Look at the jobs that require 3 – 5 years of experience. Find a job that is in the location you are now that you’d like to have in a couple of years. Make a list of all the experience the job requires that you do not have. Hire a professional resume writer to see if they can spin your current — probably random and temporary — experience into the experience employers are looking for.
Here’s are some examples from real people who have hired me to make their resume look like they are beyond entry-level:
I changed this: Collected emails from the staff and put them into the support email folder so everyone could access client information.
To this: Reorganized customer service systems to streamline inter-departmental cooperation and decrease customer service wait time.
Both bullets describe the boring and low-level task of data entry for client emails. But the rewritten bullet uses the language of someone who has worked in business and understands how to impact the bottom line. Additionally, the second bullet looks at the work from a high-level which implies that the person doing the work was at a higher level.
A smart resume writer can do this with all your experience to make your resume read like you have much more experience than you do.
After you have a new resume, you will see yourself differently. You’ll start to believe that you ARE actually qualified for higher-level positions. Then you’re ready for the next step.
Make a list of the qualifications an employer lists for the job you want. Pull out any qualifications you don’t have. You can get that experience right now, this week, before you start applying for jobs. Make the most recent job on your resume freelancing. And make the dates the last few years. Because we are all freelancers. We all help other people talk through ideas for a wide range of things. That’s what friends do.
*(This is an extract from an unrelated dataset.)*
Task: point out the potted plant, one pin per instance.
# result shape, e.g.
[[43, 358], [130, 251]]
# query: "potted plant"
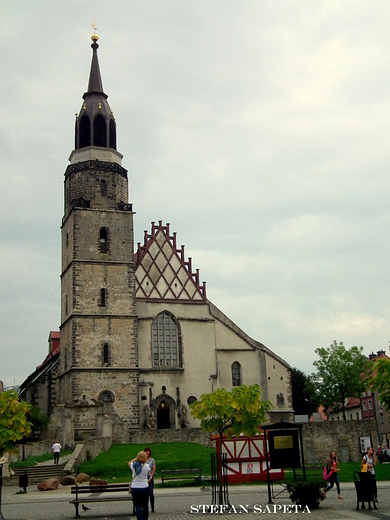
[[306, 493]]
As a freelancer, you can say you did anything. Because you can choose to do anything. You don’t have to get paid. A resume is about what you’ve done. Not about who paid and who didn’t. So, for example, if you want to get a job that requires have done a social media campaign, do one, for any company, and write a bullet about it. If you need experience giving presentations, give one to your friend and then write a bullet about it.
When you’re in the interview, you can talk about whatever you did. You don’t need to say you did it for free. You don’t need to confess that no one cared at all about what you did. Because really, if everyone confessed how stupid their bullets were, and how fake their job duties were, then no one in the world would be able to write a resume. But that’s for another discussion!